I thought about my drive home to Chicago, from Detroit, a few summers ago – right after my best girlfriend’s father died.  On the way in, I noticed my car sounded really loud.  Her husband took it to the shop for me.  The muffler had a hole in it, but his mechanic couldn’t fix it right then.  So I drove home “as is.”

Julie and I in happier times.
Julie and I in happier times.

My 4-cylinder Honda Civic is great on gas.  Great for parking.  But a powerhouse on the road, it is not.  And with the muffler shot, I had less power than usual.

Around Kalamazoo I found myself wedged into a single-lane gauntlet, construction barriers on either side.  As a rule, I do not like narrow spaces, but here I was – with an aggressive Michigan driver on my ass, with nowhere to go but forward.

I was terrified.  And then I wasn’t.  Something kicked in.  I began reciting a gratitude list out loud.  Quickly.  Without breath or punctuation.  Everything and anything that came to mind.
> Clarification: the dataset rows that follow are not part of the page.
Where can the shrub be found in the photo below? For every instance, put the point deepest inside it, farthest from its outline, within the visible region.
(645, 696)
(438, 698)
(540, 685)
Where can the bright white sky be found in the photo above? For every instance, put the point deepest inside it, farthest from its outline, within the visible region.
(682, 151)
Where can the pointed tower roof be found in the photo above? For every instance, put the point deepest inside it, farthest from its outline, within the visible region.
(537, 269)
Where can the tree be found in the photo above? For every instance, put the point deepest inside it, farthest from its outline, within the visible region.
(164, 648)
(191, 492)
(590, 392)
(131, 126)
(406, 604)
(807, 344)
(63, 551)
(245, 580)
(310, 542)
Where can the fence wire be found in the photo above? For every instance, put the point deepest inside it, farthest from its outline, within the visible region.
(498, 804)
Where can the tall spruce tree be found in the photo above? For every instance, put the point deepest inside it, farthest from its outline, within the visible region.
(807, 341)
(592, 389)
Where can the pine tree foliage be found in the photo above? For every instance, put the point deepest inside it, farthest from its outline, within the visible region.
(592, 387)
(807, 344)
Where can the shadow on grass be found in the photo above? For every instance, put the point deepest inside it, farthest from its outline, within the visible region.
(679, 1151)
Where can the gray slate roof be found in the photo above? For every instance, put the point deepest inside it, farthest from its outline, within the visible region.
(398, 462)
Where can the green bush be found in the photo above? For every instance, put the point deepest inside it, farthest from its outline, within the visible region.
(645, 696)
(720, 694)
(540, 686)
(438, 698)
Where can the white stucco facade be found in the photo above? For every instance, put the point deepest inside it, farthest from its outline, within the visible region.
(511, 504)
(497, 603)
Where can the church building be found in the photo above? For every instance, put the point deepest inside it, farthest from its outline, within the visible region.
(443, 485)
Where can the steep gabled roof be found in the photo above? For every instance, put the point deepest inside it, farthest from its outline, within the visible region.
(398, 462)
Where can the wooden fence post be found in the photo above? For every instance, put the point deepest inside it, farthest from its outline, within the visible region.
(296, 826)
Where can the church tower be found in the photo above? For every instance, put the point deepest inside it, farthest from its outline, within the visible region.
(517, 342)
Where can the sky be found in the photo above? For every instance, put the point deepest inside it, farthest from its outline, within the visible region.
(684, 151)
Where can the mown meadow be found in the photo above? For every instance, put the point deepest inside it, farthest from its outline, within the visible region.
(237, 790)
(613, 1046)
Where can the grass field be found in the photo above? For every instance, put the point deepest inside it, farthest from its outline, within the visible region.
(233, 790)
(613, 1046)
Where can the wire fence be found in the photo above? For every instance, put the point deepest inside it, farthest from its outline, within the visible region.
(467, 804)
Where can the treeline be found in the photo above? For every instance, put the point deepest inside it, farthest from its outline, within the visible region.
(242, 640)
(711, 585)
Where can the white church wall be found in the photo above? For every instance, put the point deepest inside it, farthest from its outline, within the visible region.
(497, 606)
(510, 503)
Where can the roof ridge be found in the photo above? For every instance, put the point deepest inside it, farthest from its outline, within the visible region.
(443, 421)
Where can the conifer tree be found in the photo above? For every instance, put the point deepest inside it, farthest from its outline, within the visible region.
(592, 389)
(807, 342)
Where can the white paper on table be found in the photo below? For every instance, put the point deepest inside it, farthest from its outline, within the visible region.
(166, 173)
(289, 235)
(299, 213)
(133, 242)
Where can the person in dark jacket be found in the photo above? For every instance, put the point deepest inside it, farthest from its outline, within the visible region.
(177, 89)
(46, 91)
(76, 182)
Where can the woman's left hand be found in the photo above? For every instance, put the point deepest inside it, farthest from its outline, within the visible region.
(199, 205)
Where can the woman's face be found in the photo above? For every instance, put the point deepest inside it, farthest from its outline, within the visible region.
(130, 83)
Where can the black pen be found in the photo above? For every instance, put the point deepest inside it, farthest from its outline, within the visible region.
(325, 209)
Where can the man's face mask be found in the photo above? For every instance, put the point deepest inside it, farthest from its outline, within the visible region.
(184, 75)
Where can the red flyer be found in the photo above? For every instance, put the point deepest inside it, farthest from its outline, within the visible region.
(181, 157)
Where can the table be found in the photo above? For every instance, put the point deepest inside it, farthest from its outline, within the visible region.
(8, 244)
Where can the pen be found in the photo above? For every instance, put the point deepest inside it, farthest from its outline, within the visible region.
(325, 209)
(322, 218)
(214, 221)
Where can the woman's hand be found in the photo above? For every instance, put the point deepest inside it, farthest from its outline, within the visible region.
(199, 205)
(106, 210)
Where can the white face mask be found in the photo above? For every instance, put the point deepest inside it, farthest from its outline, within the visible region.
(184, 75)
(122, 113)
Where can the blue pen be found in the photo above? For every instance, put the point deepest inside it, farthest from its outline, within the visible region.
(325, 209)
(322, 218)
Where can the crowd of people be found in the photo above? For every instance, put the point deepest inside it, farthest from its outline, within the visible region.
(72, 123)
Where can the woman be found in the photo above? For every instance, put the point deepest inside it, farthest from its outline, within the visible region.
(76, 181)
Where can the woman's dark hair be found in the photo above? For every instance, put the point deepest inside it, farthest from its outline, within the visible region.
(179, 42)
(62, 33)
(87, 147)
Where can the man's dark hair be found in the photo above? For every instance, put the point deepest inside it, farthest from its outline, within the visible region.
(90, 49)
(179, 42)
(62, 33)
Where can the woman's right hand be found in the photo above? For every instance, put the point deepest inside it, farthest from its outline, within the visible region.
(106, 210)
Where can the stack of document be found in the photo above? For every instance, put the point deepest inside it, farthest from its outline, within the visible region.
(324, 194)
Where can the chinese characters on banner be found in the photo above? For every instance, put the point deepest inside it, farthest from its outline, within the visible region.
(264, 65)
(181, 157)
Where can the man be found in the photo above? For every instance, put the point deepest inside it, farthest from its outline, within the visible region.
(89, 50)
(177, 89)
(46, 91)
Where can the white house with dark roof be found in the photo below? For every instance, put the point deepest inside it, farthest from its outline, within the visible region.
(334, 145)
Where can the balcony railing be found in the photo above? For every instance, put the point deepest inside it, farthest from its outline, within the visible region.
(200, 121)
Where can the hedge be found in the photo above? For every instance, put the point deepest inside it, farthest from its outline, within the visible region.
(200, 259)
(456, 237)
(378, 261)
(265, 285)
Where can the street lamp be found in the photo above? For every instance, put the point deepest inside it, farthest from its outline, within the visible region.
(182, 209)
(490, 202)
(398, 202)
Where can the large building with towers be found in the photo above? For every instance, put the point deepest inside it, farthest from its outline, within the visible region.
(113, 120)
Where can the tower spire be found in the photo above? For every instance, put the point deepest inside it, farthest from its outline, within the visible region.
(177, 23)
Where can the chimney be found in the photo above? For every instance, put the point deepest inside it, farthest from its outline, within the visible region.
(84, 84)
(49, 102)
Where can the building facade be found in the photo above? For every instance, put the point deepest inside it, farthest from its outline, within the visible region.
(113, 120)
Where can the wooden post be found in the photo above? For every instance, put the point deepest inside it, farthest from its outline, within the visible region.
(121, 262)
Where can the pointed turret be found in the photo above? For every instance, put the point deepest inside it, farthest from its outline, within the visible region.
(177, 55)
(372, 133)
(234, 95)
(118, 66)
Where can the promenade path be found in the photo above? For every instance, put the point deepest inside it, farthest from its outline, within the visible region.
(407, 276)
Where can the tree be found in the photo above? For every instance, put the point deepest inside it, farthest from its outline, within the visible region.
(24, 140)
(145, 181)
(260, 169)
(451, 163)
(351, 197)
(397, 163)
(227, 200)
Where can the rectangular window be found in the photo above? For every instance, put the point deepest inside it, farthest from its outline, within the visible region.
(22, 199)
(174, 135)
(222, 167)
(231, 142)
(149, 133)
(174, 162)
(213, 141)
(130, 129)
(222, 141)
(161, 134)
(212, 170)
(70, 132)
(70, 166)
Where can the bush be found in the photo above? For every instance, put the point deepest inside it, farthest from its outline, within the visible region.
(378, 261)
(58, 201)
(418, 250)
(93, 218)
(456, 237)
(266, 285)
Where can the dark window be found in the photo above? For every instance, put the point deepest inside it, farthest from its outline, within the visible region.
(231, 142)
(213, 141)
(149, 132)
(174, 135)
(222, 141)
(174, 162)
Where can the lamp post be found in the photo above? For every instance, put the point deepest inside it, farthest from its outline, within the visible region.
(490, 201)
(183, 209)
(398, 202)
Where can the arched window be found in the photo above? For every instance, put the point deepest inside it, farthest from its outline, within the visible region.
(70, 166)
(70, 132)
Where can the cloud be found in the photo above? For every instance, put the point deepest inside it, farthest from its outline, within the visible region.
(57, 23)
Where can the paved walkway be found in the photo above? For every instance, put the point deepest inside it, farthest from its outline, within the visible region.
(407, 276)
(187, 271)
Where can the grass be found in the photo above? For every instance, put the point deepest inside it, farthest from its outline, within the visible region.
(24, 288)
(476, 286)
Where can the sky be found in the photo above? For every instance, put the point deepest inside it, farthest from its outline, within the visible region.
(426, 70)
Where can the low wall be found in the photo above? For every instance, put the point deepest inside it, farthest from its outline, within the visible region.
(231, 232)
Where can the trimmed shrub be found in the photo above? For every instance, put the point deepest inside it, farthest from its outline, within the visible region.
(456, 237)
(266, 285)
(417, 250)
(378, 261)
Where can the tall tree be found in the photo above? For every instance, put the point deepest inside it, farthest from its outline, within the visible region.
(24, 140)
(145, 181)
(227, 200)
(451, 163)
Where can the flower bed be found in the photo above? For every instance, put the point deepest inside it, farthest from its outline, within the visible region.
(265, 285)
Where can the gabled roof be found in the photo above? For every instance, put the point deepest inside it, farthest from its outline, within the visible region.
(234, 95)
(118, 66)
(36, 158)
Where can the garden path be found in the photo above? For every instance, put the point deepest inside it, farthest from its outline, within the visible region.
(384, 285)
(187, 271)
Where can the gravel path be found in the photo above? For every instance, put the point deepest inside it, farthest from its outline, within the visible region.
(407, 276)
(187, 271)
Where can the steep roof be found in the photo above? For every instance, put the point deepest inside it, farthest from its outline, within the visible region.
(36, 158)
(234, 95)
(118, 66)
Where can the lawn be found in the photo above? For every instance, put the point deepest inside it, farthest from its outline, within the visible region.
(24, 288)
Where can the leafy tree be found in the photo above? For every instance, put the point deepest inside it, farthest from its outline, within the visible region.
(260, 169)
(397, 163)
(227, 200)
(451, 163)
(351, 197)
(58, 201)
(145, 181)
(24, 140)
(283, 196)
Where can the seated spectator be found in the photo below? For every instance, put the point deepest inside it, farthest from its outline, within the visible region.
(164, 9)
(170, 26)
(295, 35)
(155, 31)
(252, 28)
“I am grateful for this car.  For Julie.  For my flexible schedule that allows me to take trips like this.  I am grateful for the sun.  That I live close enough to drive to Detroit there easily.  For the CD in the car.  For John Lennon.  I am grateful for John Lennon singing to me, “It’s been too long since we took the time, no-one’s to blame, I know time flies so quickly.”  That shaky, kind of rockabilly quality to his voice.

And then the lanes opened up.  I glided over to the right and watched the aggressor behind me whisk by.  I was safe.  It was over.

It was been said that fear and faith cannot exist at the same time.  I don’t know.  I don’t know if I had faith in that moment that I was ok.  But I could name what was ok.  Just like I did last night.  And again this morning.  I stepped out of the pity pot and wrapped a plush, oversized Ralph Lauren towel of gratitude – of ok-ness, of ok-enough-ness – around me.  And I was ok.  Perhaps, even more than. It was “Just Like Starting Over.”